He spent half an hour in tying those twenty-four letters up again. They were not so fascinating as the job of learning to use his teeth and hand. He let the nurse return the mass of expensive note-paper to his trunk, but would not let her take his mother’s letters. Over these he laid a protecting arm, and went to sleep holding them close to his side.

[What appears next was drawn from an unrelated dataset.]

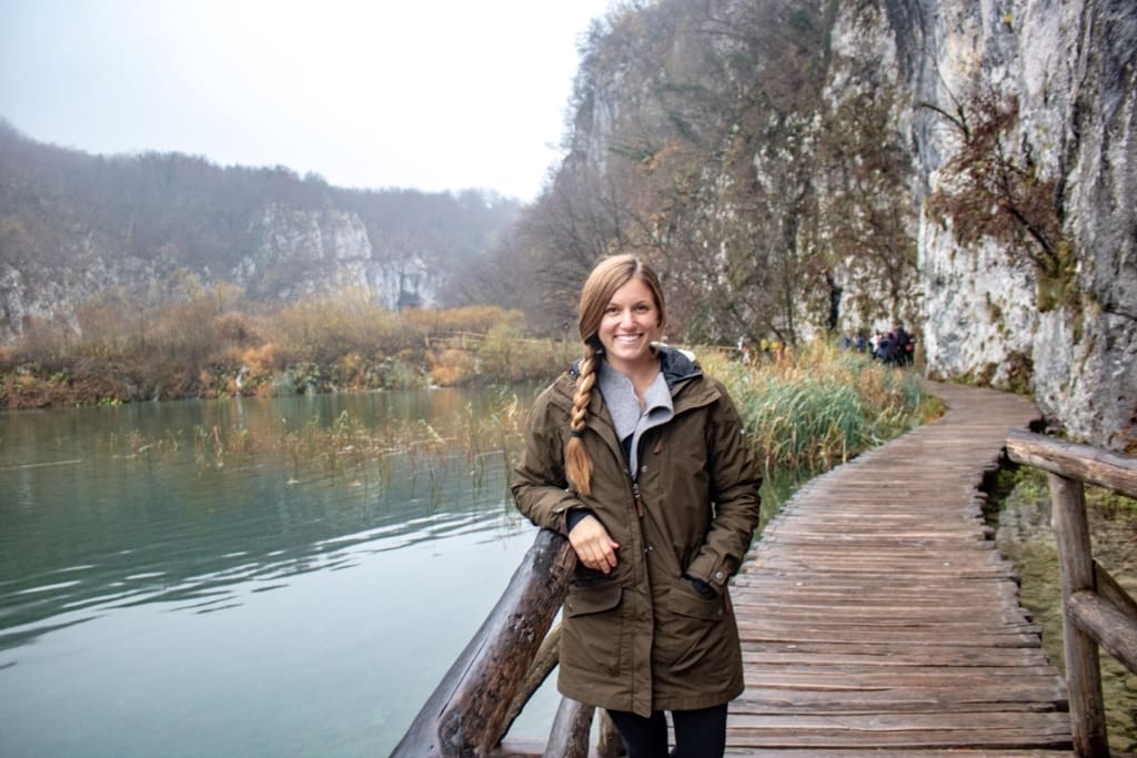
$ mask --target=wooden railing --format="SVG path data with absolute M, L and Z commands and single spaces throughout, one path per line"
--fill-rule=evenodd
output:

Next day he read those two hundred and was sorry they were so few. She wrote of the boyish delight exhibited by his father on receiving from Dr. Grein a copy of the article on lead. She sent him a solemn parody of the article composed by mother and daughter. She told how his enlistment had stirred his oldest brother, and how Augustus had camped in Washington till he succeeded in getting a job with the Red Cross. She recorded the profanity uttered by his brother Charles when his services at Washington were finally considered more valuable than his probable services in the field. She told of his sister Anita, who was teaching shut-ins to do things that nobody thought they ever could do, and getting them paid for it. Jimmy Hogg was often in for Sunday evening supper, but never had much to say, and wouldn’t make love to Anita, though plenty of others did. She thought Jimmy pure gold, but described him as understatement incarnate. She presumed that if he were addressed in a thunder storm to the effect that it was raining, he would say that on the whole he didn’t imagine that he was prepared to deny it. In short, as Marvin read and read, he laughed and cried, and was very homesick for his mother.
And then it came over him that he did not long for Gratia. She was sweet and sensible and beautiful, but he did not care two straws if he never saw her again. He had been an idiot to ask her to marry him. It would cost him a good deal to make that proposal again, as he certainly would do. To be the one-handed husband of so elegant a creature was a sorry prospect.
He could see how it all happened. Girls had rather flung themselves at him just because he had chestnut hair, and he had taken refuge in Gratia. Offering himself to Gratia was all mixed up with offering himself to the United States. If he did not grouch about losing a hand, he must not grouch about winning the girl.
Good-by to all thoughts of radiochemistry. He must get back into fuels and show manufacturers how to stoke. He must even be glad over Gratia, and in due time give her a child.
Chapter 20. Calcium
Fully prepared to take his medicine, Marvin escaped from the hospital and took account of stock. Somewhere near Mezy his good left hand was depositing its calcium, or was at least on its cheerful deliquescent way to do so. He must get him another, as fine a piece of mechanism as the new alloys of steel could furnish. In fact he must have two, one fit for heavy work. After much investigation he got them made to suit him. One wore a glove, the other was a set of tools. He named the fine gentleman Pat, and the tools Maisie, which was about as near as he could spell Mezy in English.
Long before the armistice he was drilling troops again. And just before it was signed he received a curious note from Gratia. She was glad that the enemy was showing symptoms of collapse, because she hoped that now her friends would treat her better. He did not understand this, and wrote at once to beg for an explanation.
But when, a day or two later, a bundle of papers arrived, it threw light on that sentence of Gratia’s. His father had been criticising Asher Ferry.
Chase had been interviewed in Winnipeg, where Ferry’s name was well known to the farmers, and the reporter had asked if he were personally known to Mr. Mahan. Chase replied that he had once met Mr. Ferry at a club, but that neither of them was much of a clubman. Being asked if he did not belong to several clubs, the famous engineer admitted that he did, and humorously inquired if the reporter always went to church. Being asked if Mr. Ferry was a good American, Mr. Mahan flatly declined to discuss the gentleman further.